Don’t worry. The ability to make such global connections is a true talent, one that pure linear thinkers may envy. These students grow up to become the inventors, the creators, the ones who can merge ideas from all different disciplines in order to solve complicated problems. Unfortunately, expecting our non-linear thinkers to learn concepts the way that most teachers teach can lead to a great deal of frustration.
Sure, we do still want to teach our struggling students how to sequence better, how to connect certain concepts in a straight line. However, we also want to tap into their strengths in order to make learning easier and more enjoyable.
One day I was working with an older student who was really struggling to learn the months of the year. The order of the months just weren’t sticking. She remembered some of the names but couldn’t always remember just how many there were, or why they even mattered in the first place.
I needed something visual, something to anchor not only the months themselves but the idea of the passage of time. So let’s see, we have 12 months of the year. We also have 12 hours in a day. Aha! The clock was the answer. With a few adjustments and additions along the way, The Clock Calendar was born.
The lesson with my student was a success. Not only that, but when my mentor came by and asked if she could steal my idea I knew I was on to something. Well OF COURSE she could steal my idea. Now you can, too.
The Clock Calendar is now available in my Teachers Pay Teachers store.
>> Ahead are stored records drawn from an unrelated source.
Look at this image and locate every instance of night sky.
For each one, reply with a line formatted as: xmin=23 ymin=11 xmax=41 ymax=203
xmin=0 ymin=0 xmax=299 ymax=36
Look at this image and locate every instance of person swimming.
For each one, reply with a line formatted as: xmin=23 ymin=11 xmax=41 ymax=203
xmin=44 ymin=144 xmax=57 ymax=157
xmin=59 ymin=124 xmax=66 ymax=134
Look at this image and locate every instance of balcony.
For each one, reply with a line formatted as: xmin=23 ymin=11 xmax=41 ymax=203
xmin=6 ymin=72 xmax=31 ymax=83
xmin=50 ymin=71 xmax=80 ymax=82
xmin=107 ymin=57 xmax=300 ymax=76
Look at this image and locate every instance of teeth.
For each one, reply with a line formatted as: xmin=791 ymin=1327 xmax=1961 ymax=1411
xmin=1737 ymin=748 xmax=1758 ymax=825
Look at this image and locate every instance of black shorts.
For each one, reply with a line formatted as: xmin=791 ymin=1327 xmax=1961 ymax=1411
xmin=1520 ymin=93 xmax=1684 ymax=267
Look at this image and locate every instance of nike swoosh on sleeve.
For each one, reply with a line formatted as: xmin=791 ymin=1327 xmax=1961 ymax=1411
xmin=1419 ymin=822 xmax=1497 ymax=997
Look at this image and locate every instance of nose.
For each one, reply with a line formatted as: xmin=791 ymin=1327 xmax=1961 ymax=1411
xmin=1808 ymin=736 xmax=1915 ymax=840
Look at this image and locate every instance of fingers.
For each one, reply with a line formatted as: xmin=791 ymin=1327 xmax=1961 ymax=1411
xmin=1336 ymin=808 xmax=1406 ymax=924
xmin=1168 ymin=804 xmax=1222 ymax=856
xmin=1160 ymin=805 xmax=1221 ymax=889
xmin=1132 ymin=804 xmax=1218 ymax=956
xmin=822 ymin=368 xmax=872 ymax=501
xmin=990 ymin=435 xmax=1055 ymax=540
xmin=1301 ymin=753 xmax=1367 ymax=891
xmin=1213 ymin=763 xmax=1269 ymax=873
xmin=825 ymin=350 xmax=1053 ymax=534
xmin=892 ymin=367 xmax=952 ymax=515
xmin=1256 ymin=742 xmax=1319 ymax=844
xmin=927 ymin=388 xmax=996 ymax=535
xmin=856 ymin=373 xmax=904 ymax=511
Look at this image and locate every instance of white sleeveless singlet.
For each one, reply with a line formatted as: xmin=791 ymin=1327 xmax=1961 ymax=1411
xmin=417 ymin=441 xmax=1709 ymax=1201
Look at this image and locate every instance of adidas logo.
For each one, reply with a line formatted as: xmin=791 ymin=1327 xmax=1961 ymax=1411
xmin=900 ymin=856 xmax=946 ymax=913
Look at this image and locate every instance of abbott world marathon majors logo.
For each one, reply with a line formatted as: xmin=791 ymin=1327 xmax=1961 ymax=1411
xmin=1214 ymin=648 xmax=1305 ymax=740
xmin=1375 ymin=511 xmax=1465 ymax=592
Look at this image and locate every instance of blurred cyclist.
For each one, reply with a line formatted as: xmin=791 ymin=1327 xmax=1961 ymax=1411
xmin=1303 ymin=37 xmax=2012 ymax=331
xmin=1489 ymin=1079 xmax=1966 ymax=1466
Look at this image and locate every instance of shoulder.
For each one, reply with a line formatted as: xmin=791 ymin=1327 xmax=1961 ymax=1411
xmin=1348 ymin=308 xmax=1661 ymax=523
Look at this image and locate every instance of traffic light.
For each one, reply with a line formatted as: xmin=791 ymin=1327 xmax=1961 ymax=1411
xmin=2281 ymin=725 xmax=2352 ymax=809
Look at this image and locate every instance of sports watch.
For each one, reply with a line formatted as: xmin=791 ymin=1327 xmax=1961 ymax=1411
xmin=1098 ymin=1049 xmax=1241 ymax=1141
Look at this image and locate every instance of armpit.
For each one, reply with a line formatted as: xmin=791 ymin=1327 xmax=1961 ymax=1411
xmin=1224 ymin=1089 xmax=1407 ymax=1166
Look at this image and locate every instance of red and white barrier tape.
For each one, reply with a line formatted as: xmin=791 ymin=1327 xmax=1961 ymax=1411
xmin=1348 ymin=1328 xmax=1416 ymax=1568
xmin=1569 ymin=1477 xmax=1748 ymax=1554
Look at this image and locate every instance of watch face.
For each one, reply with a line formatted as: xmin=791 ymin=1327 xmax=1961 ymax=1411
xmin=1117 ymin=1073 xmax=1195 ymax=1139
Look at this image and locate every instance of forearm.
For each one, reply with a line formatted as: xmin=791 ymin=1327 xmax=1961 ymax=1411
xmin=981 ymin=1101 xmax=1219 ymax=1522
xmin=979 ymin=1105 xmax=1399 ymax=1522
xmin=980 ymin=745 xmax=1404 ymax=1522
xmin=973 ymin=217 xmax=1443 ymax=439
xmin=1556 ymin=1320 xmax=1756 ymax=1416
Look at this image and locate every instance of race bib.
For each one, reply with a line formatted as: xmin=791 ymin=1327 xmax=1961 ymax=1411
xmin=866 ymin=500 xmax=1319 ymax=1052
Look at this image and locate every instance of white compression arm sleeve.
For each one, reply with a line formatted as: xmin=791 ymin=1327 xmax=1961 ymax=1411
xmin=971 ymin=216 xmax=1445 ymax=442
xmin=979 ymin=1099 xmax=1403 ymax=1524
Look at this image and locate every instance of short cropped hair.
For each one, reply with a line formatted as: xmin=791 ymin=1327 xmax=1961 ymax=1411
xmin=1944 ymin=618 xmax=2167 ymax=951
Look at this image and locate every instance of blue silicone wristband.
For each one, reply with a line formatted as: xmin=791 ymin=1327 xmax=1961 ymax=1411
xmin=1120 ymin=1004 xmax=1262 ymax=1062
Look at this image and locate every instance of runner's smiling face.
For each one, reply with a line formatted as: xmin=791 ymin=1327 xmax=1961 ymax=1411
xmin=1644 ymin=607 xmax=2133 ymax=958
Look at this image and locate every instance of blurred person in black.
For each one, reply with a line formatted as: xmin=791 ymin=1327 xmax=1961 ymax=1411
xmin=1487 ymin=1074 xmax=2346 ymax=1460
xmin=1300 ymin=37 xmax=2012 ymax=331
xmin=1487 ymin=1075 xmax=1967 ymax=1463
You have a variety of ways to use it.
- Print the color poster as a visual teaching and reinforcement tool.
- Print, color and cut the pieces of the black and white pages for a fun, hands-on craft activity.
- Use it to create an oversized visual display.
- Find more ideas when you visit The Clock Calendar page here.
Note: If you wish to add clock hands to your creation I’ve included some on each of the cut-out pages. To attach the hands, use a single brad. Alternatively you can sew the hands on with a knot using a needle and thread. If you don’t care if the hands can move your child can paste them in place or simply draw them directly onto the clock face. So many options! Choose your favorite.
And if you’re not sure if your child knows the months of the year, just ask! Find out what your child knows today, then find out how quickly that improves after using The Clock Calendar.